Turistas consumiendo en los chiringuitos de La Carihuela, en Torremolinos (Málaga). / GARCÍA-SANTOS
Turistas consumiendo en los chiringuitos de La Carihuela, en Torremolinos (Málaga). / GARCÍA-SANTOSGarcia-Santos (El Pais)

Más allá del verano, el sector turístico apenas se atreve a opinar sobre cómo será el otoño. No hay certezas, salvo que la pandemia ha quedado atrás “y ahora los factores que influyen en la marcha del sector son otros como la inflación o la geopolítica”, como explica César Escribano en el barómetro hotelero publicado estos días por STR y Cushman & Wakefield.

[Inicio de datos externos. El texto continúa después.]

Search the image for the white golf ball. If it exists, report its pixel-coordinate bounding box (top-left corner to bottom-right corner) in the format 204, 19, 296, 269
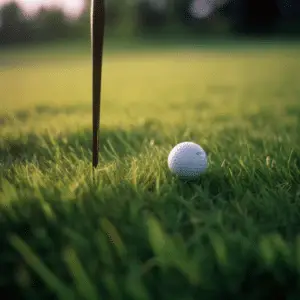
168, 142, 207, 180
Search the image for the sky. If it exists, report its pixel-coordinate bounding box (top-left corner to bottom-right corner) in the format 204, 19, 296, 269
0, 0, 84, 16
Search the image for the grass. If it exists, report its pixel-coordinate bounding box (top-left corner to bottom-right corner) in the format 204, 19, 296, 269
0, 41, 300, 300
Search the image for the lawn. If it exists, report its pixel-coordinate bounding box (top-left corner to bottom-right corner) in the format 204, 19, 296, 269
0, 41, 300, 300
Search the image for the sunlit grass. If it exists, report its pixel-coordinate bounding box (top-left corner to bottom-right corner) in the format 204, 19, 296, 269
0, 42, 300, 300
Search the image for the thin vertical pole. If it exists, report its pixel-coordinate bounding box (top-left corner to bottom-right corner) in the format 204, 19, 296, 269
91, 0, 105, 168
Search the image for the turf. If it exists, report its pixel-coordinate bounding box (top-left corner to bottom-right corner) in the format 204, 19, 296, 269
0, 45, 300, 300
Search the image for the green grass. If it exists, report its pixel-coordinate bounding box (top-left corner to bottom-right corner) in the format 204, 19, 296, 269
0, 41, 300, 300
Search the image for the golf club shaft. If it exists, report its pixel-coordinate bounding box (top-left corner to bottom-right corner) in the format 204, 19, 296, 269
91, 0, 105, 168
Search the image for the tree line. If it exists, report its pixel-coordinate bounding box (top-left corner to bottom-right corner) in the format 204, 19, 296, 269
0, 0, 300, 46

Cualquier previsión se acompaña de múltiples asteriscos en un contexto que puede cambiar casi de la noche a la mañana.

Nadie sabe tampoco cómo se solucionará la fricción entre los precios crecientes y la alta demanda. Lo que sí parece claro es que esta seguirá creciendo, puesto que mercados como el asiático empiezan a abrirse a viajar y, según la OMT, en mayo —último dato disponible— el flujo turístico mundial todavía estaba un 54% por debajo que en 2019. Hay margen para crecer con el viajero internacional.

Por eso, el profesor Juan Ignacio Pulido advierte de que es el momento de repensar el modelo turístico y plantear un modelo cuyo éxito no solo radique en aumentar el volumen de viajeros. “Siempre pongo el mismo ejemplo a mis alumnos: prefiero un turista que gaste 1.000 euros a 1.000 que gasten uno. El consumo es el mismo, pero no es lo mismo la gestión ni el impacto sobre el territorio”, subraya Pulido, que subraya que a largo plazo lo será la crisis climática la que afectará la posibilidad de viajar o la preferencia por los destinos. Al corto, los precios marcarán el paso.